Midrash Tanchuma, Tzav 11, a homiletical tradition drawing on older material and shaped in its current form by the eighth to ninth century CE, records what God said to Moses about the assembly. Pay him honor in front of all Israel, so they may see him enter the high priesthood. And warn them not to rebel against the priesthood the way Korah and his crowd did. The installation of Aaron was inseparable from the memory of Korah, because the threat Korah represented was not dead. God already knew, Tanchuma notes, that Uzziah the king of Judah would one day rebel against the priesthood and enter the Temple with a censer. The installation ceremony was not just for that generation. It was a standing prohibition, cast in the form of a public honor.
The Levites Were Not Aaron's Property
One detail in the installation kept Aaron's authority from becoming a possession. The Levites who served in the sanctuary did not serve Aaron. They served God through the work of the sanctuary, and Aaron supervised that sacred labor. He did not own it. The distinction mattered because the thing Korah most wanted was precisely the ownership of sacred service -- the right to hold fire, to burn incense, to stand in the place that Aaron stood. Korah framed his challenge in the language of equality: why should one man hold the priesthood when the whole congregation is holy? But the argument was a shell over a different desire. He wanted what Aaron had, not because the authority was distributed unfairly, but because he wanted it for himself.

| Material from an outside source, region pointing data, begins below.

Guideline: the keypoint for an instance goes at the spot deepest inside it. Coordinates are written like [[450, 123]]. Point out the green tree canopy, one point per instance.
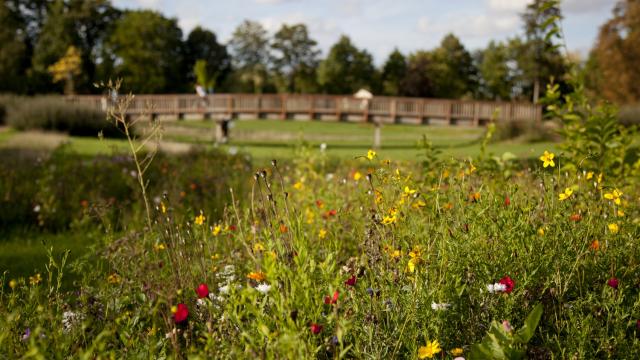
[[347, 69], [148, 52], [212, 59], [295, 58], [394, 71]]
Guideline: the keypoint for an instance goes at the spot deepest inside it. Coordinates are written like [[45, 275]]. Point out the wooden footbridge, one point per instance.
[[380, 109]]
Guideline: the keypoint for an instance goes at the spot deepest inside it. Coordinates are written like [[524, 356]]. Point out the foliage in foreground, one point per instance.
[[376, 260]]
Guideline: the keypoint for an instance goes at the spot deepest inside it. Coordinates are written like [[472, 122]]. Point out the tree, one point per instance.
[[453, 74], [148, 51], [57, 35], [417, 80], [496, 74], [394, 71], [537, 58], [208, 58], [295, 57], [66, 69], [347, 69], [13, 51], [617, 54], [249, 46]]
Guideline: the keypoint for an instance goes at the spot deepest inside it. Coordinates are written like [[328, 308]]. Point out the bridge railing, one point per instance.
[[325, 107]]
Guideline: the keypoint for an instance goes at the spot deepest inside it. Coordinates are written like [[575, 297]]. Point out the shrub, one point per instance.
[[52, 113], [629, 115]]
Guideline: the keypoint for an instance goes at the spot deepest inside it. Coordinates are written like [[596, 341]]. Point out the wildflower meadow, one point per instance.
[[207, 255]]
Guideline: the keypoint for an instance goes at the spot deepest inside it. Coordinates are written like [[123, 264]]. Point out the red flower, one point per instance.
[[351, 281], [181, 314], [508, 283], [202, 290], [315, 328], [331, 300]]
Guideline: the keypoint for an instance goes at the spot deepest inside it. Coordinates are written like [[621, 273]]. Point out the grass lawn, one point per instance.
[[24, 254], [266, 139]]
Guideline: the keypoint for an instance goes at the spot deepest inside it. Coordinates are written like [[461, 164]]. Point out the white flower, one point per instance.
[[263, 288], [496, 288], [440, 307], [70, 320]]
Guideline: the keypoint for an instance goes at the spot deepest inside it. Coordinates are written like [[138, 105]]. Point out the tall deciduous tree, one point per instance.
[[496, 74], [249, 47], [537, 58], [208, 58], [13, 51], [453, 72], [617, 54], [148, 52], [417, 82], [295, 58], [394, 71], [347, 69]]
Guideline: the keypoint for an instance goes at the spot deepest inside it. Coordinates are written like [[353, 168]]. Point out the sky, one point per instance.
[[382, 25]]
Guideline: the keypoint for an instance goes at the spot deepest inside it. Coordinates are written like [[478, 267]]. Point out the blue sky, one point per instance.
[[381, 25]]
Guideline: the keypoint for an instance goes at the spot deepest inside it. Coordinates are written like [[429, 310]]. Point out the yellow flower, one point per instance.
[[615, 195], [547, 159], [430, 350], [200, 219], [35, 280], [389, 220], [565, 195], [113, 279], [409, 191], [257, 276], [371, 154], [418, 204], [258, 247]]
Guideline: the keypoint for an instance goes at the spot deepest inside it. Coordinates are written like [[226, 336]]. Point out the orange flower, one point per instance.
[[256, 275]]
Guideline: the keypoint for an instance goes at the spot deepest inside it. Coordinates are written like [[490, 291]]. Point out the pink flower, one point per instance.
[[331, 300], [181, 314], [508, 283], [315, 328], [202, 290], [351, 281]]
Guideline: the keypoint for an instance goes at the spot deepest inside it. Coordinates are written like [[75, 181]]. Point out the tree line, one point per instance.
[[68, 45]]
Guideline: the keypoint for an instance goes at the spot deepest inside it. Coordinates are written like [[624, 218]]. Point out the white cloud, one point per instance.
[[587, 6], [501, 6]]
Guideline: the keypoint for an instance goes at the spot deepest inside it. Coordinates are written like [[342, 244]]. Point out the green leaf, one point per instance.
[[525, 333]]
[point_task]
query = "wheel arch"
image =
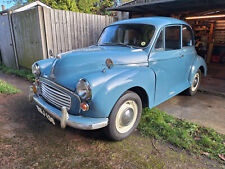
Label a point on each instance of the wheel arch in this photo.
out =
(142, 94)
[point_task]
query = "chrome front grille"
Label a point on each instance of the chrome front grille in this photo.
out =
(55, 96)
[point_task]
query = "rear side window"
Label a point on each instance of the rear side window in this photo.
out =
(172, 38)
(159, 42)
(187, 37)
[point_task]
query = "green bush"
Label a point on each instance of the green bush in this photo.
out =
(181, 133)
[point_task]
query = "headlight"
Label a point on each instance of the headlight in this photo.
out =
(36, 69)
(83, 89)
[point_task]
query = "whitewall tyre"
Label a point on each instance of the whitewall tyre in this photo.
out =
(195, 84)
(124, 116)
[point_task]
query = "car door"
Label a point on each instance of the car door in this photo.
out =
(188, 49)
(166, 60)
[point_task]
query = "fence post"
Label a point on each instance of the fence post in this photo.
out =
(13, 38)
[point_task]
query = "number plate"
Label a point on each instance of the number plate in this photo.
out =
(42, 111)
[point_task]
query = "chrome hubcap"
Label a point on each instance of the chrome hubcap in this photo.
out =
(127, 117)
(195, 82)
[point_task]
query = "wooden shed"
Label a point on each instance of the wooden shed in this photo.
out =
(207, 18)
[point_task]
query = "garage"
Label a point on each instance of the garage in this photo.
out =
(207, 18)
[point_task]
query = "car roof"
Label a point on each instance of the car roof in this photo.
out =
(156, 21)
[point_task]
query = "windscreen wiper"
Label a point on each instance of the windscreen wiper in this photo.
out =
(116, 44)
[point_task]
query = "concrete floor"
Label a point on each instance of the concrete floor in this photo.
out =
(204, 109)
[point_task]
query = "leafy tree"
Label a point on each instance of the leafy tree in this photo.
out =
(69, 5)
(86, 6)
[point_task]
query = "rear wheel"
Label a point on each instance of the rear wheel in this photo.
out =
(195, 84)
(124, 116)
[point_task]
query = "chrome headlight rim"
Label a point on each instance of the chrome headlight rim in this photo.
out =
(84, 95)
(36, 69)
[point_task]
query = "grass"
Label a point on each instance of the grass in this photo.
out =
(183, 134)
(26, 74)
(6, 88)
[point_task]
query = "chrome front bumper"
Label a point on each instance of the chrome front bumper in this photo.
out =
(78, 122)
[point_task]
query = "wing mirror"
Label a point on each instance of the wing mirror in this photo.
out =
(51, 54)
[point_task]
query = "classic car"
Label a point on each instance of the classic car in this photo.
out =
(136, 63)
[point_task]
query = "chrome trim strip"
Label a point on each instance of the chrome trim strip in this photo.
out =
(55, 96)
(73, 124)
(54, 91)
(49, 92)
(71, 92)
(57, 99)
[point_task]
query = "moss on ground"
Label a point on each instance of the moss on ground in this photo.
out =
(181, 133)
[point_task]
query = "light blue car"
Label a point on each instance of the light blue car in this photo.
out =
(136, 63)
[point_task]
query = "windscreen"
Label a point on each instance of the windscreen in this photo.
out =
(135, 35)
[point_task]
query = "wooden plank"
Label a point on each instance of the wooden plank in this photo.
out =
(80, 33)
(58, 37)
(41, 23)
(64, 32)
(72, 30)
(69, 30)
(82, 29)
(54, 36)
(48, 30)
(29, 45)
(75, 30)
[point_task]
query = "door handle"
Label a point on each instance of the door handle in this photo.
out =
(181, 56)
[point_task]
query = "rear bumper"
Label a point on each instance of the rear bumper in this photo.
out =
(78, 122)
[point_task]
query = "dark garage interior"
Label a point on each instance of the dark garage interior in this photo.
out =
(207, 18)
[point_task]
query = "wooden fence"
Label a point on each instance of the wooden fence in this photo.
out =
(38, 30)
(66, 30)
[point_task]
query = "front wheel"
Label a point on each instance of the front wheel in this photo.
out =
(124, 116)
(195, 84)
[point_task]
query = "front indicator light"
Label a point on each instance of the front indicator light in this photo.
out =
(34, 89)
(84, 106)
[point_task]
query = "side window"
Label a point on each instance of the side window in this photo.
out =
(187, 37)
(159, 42)
(172, 38)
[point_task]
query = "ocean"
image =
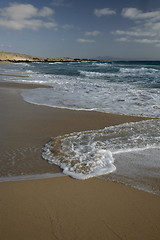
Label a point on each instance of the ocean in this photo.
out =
(127, 153)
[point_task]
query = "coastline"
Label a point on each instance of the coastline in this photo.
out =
(26, 128)
(62, 207)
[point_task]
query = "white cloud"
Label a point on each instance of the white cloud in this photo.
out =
(84, 40)
(146, 29)
(21, 16)
(135, 33)
(67, 26)
(93, 33)
(145, 40)
(103, 12)
(61, 3)
(122, 39)
(136, 14)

Two Hundred and Fifty Men With Incense Pans
Korah arrived with two hundred and fifty prominent men, each carrying a fire pan, each ready to offer incense before the Lord and let God decide who was holy. Moses accepted the challenge. Bamidbar Rabbah, the midrashic anthology on Numbers with early strata in the fifth century CE, asks what Moses saw in the incense test that made him choose it. The answer: among other nations, there are many priests and many rituals. Israel had one altar, one anointed priesthood, one sanctioned form of offering. The incense test was the test of that singularity. One man would burn incense acceptably. Two hundred and fifty-one men stood with pans. The mathematics of the test were set before it began.
The ground opened. Korah and his household went down into it. The two hundred and fifty men with their fire pans were consumed. The pans, having been used for a sacred purpose even in rebellion, were hammered into plating for the altar as a permanent memorial: no outsider who was not of Aaron's seed should draw near to burn incense before the Lord.
The Plague and the Man Who Ran Into It
What the incense test had established as lethal to unauthorized hands, Aaron then used to save lives. After the destruction of Korah's company, a plague swept through the camp. Mekhilta deRabbi Yishmael, the tannaitic midrash on Exodus shaped in the third century CE, records the popular understanding among Israel: the incense was an instrument of punishment. Nadav and Avihu had died offering unauthorized fire. Korah's men had died with their pans in hand. The incense killed. Stay away from it.
God wanted Israel to understand they had it backwards. The incense was not a weapon. It was a tool that served opposite purposes depending on who wielded it and under what authority. Aaron rushed into the midst of the dying with his censer, burned incense among the people who were falling, and stood between the living and the dead. The plague stopped where he stood. The Legends of the Jews, Louis Ginzberg's synthesis of rabbinic narrative, describes it as the Angel of Death moving like a reaper through rows of wheat until Aaron placed himself in the path of the cutting.